The canal will transform how LNG flows around the world. In particular, diverting a cargo load in the Atlantic over to Asia will become more cost effective.
Shale gas globally?
Can the U.S. shale-gas revolution be duplicated elsewhere in the world?
Not easily, several speakers noted.
The United States is the perfect setting for shale gas. The country has lots of independent producers and service companies. A skilled labor force exists. Regulators generally understand gas production.
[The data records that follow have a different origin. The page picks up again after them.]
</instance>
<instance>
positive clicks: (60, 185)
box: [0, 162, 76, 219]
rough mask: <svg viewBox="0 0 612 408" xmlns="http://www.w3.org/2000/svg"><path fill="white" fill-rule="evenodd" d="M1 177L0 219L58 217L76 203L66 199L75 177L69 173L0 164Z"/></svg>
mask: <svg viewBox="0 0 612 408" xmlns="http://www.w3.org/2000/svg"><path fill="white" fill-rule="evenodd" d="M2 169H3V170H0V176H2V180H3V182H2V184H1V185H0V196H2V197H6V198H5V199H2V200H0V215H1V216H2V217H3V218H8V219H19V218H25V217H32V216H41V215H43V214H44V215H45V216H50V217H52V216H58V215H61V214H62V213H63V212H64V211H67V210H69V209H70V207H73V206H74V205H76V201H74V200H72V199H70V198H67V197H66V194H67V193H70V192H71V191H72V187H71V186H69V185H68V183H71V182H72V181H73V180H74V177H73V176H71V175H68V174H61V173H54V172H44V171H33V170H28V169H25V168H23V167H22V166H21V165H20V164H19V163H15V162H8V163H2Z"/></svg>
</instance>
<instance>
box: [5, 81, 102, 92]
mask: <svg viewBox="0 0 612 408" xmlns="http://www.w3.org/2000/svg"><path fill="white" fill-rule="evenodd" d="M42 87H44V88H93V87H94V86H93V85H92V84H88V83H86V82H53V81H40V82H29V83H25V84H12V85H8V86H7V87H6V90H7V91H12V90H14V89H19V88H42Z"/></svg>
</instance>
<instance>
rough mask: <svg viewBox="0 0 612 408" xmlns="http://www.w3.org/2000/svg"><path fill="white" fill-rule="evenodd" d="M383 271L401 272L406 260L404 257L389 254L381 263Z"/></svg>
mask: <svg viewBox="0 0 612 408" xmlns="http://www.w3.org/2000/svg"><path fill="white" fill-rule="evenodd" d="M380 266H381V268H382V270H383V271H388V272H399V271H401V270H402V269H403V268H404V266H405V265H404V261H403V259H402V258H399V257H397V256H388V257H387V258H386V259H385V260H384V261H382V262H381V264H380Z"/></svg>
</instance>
Technology such as hydraulic fracturing and horizontal drilling are easily disseminated and improved on. The pipeline network to move production to market is vast.
China is estimated to have even greater shale-gas resources than the United States, but it falls short of the U.S. on know-how, competitiveness and market structures, said Madjid Kubler, owner of energy analyst Team Consult. Germany falls far short of China, he said, particularly on competitiveness and the regulatory/social environment for accepting unconventional gas development.
Will floating LNG sink or swim?
A new idea that many are watching to see how fast and how well it catches on is called floating LNG.
Shell is the first mover with this technology, approving a FLNG vessel to be built in South Korea and deployed to the company’s $10 billion Prelude development far offshore Northwest Australia. Shell estimates the field will start up in 2016, with 3.6 million metric tons of annual output (processing about 500 million cubic feet a day of natural gas).
A company called Flex LNG is involved in a smaller proposal off Papua New Guinea — an onshore field with offshore liquefaction, unlike Prelude where the entire operation will be offshore. Other projects are envisioned, including a couple more off Australia’s coast.
The attractions: FLNG fields could be developed more quickly for less cost, with no long-distance pipelines, fewer environmental challenges and less bureaucratic red tape ... if the concept proves itself.
The actual cost of building and operating FLNG units is unproven. This is causing some in the financial industry to wait and see, some speakers said.
But Wouter Pastoor, business development vice president with Flex LNG, said the technology is custom-made for small and medium-scale LNG production — 2 million metric tons a year (260 million cubic feet a day) in production or less, a bit more than the peak output from the ConocoPhillips/Marathon plant at Nikiski that is closing. This will let smaller countries and smaller fields get into the LNG business, and smaller volumes are easier to market, he said.
However, he noted that FLNG is “a novel idea whose risk profile is being defined.”